2. Develop a revision control system so that modifications in the documents are effectively managed and satisfy the needs of multiple modes of publication, such as book, web or CD_ROM.

3. Develop a workflow management system for automating the regeneration of the publication version or run-time system after documents have been updated.

Project Resources

The resources available to the project are a Basque-English and an English-Basque dictionary and, a Basque grammar book (written in English). As well, half of the examples of Basque and English sentences in the grammar book have been recorded by native speakers and will have to be linked into the software environment with seamless access available to the user. The final product should be delivered on a CD-ROM.

Project Components

The project needs to be separated into a variety of components. As this project is directed at producing a Beta version of the software a sophisticated solution for each component needs to be provided. The prototype systems will be available for scrutiny and reuse. The product is expected to be completed to a professional standard. Broadly, the components and issues can be stated as:

System Management Issues

1. Data preparation. This stage requires preparing the data for the final storage organisation.

2. Update Strategy: Design update procedures for each of the documents and construct computer controlled processes where possible.

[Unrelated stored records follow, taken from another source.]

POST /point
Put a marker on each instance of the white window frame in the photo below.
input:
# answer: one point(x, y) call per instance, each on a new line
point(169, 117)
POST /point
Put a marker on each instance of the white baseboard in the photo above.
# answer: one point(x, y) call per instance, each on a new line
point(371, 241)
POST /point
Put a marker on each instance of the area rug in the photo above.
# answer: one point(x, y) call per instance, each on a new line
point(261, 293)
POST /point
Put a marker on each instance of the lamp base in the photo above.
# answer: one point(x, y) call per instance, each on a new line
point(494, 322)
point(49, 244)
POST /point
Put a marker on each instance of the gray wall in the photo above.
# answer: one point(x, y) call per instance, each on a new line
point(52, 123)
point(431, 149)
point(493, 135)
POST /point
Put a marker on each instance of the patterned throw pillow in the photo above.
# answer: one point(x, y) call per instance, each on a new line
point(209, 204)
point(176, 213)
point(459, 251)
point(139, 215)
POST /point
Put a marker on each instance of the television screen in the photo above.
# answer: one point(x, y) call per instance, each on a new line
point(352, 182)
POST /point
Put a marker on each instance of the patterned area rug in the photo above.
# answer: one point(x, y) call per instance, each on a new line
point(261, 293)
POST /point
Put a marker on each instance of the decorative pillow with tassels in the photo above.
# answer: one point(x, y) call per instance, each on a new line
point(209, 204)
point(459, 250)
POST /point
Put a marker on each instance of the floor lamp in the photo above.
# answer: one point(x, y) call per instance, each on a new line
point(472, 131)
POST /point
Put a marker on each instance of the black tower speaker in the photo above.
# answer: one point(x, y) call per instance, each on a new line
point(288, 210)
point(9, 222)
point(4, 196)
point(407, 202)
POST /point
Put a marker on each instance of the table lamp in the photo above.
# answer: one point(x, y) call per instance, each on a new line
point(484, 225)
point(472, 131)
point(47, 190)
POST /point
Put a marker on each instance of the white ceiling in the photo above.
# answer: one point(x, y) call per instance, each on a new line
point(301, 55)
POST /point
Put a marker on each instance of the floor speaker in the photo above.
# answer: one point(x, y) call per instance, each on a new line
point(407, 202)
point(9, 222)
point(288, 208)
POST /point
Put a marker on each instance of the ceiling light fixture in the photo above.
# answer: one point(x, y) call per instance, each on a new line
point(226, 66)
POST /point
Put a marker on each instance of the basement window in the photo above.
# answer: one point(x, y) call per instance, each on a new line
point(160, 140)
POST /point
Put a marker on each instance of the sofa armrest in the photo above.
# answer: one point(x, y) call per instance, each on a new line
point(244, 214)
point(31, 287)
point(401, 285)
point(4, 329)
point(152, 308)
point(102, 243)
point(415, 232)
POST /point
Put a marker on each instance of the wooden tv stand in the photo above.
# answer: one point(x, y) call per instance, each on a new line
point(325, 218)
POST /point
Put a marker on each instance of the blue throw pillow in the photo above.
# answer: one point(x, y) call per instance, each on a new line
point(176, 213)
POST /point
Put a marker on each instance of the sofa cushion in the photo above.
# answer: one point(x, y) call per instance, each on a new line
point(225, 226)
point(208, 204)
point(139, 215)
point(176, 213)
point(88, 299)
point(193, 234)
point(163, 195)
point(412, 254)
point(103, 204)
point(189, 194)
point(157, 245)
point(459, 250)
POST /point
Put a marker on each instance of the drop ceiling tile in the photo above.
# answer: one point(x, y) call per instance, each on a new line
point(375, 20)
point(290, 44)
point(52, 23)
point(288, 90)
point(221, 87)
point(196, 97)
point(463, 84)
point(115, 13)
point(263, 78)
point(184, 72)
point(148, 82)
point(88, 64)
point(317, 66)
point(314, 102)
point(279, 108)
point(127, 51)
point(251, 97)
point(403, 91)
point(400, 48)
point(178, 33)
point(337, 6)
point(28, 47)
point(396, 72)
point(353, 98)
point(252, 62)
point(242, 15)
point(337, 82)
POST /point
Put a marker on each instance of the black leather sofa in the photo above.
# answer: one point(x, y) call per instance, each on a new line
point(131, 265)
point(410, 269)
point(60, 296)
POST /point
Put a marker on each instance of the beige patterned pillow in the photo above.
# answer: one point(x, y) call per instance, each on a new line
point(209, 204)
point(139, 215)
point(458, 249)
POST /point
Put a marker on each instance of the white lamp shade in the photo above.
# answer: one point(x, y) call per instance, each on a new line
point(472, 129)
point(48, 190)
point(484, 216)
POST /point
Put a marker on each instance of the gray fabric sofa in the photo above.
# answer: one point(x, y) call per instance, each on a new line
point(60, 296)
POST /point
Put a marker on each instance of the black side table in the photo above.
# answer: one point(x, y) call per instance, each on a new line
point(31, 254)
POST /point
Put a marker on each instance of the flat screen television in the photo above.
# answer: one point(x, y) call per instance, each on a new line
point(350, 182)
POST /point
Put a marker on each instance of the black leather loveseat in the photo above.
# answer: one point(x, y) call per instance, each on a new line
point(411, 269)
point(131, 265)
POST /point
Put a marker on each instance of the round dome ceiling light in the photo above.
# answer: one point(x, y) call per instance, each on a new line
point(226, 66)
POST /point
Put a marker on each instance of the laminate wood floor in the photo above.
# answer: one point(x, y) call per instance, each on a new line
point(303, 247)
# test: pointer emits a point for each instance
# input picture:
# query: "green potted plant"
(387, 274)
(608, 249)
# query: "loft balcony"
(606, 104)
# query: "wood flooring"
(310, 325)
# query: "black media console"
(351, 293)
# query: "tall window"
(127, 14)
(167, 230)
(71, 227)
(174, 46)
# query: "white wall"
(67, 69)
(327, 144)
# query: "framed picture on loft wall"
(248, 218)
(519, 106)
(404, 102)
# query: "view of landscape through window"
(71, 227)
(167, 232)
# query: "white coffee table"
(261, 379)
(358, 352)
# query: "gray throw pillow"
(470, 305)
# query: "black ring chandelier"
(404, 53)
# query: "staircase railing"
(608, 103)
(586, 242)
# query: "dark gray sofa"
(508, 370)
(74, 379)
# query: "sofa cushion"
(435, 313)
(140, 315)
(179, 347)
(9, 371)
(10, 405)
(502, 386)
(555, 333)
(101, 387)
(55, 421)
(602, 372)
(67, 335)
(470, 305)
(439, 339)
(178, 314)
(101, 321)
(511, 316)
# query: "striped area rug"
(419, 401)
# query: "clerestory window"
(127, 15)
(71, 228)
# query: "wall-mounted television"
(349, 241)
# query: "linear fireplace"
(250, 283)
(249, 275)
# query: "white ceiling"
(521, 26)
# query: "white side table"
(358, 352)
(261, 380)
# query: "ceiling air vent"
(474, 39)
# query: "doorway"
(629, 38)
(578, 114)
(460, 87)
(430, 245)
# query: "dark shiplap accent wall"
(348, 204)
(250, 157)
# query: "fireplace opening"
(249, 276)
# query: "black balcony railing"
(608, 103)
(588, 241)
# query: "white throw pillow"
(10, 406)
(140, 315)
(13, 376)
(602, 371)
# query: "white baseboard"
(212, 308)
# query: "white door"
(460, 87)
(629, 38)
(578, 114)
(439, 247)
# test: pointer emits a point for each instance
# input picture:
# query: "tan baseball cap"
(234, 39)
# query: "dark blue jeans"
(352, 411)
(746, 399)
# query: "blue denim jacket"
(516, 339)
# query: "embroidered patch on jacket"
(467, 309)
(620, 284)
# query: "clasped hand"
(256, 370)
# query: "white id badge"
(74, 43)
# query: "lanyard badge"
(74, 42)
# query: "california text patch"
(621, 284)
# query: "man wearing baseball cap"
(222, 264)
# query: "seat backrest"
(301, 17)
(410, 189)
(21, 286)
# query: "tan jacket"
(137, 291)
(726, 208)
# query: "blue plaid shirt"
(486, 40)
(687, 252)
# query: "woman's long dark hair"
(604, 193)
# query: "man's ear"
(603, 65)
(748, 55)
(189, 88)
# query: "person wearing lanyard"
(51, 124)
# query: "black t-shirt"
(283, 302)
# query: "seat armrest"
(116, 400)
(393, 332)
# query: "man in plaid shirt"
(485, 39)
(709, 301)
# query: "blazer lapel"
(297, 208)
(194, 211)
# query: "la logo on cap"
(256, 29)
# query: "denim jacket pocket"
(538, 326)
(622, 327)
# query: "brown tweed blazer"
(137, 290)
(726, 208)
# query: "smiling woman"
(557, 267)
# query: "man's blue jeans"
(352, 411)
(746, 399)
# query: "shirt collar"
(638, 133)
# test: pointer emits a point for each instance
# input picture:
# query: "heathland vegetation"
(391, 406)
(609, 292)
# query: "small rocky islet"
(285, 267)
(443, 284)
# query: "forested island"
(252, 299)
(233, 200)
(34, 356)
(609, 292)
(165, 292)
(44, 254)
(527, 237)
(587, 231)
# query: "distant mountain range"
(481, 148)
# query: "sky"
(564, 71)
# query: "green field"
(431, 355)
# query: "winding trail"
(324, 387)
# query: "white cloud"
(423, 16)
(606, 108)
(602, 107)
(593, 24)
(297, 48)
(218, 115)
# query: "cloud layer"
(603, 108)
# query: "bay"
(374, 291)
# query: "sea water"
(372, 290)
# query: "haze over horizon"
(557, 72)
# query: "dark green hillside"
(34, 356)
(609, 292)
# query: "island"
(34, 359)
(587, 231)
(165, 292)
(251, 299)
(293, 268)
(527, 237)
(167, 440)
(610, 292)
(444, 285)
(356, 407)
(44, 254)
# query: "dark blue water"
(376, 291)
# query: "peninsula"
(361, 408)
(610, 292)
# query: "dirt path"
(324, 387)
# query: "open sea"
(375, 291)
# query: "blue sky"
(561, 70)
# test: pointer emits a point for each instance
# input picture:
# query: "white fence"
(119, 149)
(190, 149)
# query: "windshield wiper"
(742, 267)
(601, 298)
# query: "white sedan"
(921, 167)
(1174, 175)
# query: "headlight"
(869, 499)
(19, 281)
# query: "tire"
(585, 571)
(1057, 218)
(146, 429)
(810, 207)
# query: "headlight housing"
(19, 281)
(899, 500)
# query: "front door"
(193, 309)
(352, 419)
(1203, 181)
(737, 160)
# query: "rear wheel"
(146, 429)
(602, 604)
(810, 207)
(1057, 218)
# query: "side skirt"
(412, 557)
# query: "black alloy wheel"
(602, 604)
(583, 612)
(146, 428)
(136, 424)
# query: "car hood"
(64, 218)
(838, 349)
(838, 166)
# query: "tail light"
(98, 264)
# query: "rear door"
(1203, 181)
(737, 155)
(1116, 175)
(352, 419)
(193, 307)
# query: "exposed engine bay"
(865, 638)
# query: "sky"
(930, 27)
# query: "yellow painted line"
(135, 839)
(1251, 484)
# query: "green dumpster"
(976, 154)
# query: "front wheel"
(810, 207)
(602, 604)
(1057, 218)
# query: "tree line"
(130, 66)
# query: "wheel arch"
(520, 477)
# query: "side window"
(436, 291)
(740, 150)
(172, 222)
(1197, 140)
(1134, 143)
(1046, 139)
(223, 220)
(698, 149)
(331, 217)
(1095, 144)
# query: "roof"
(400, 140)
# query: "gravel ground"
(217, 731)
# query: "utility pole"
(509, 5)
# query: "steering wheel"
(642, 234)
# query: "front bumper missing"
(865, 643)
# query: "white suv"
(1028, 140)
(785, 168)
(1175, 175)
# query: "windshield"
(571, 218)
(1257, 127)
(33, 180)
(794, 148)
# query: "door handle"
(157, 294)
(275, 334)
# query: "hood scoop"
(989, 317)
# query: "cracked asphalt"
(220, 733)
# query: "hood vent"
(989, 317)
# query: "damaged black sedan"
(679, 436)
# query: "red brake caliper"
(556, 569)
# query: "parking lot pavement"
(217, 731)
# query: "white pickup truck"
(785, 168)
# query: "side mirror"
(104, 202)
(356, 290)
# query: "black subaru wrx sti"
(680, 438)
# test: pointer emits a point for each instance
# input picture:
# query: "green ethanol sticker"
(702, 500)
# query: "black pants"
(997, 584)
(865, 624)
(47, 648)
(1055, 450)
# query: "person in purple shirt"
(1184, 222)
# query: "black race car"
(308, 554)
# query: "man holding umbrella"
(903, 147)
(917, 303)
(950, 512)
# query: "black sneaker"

3. System Regeneration Issues. Design the procedures and processes to automatically regenerate each publication version of the system, that is book, web pages, CD_ROM.

Run-time System Issues

1. Storage organisation: Design a storage organisation for each of the different types of data.

2. Design indexes: Devise an cross-indexing strategy for each of the five data sources.

3 Retrieval Strategies: create retrieval functions given the storage structures and indexing strategies.

4. Design display interface: The interface should provide for exploitation of the technology to give extensive services to the user.

5. Operating systems issues {NT}: Most of the technical decisions will be dictated by the operating system for implementation.

6. Create CDROM: The final system should be free standing and run automatically after a single load from the CDROM.

Detailed Description

RESOURCE MATERIALS

The resource materials consist of 3 books, and 2 sound files.

Book1. This is a Basque-English dictionary. This book exists in electronic form as a word processing file (WORD).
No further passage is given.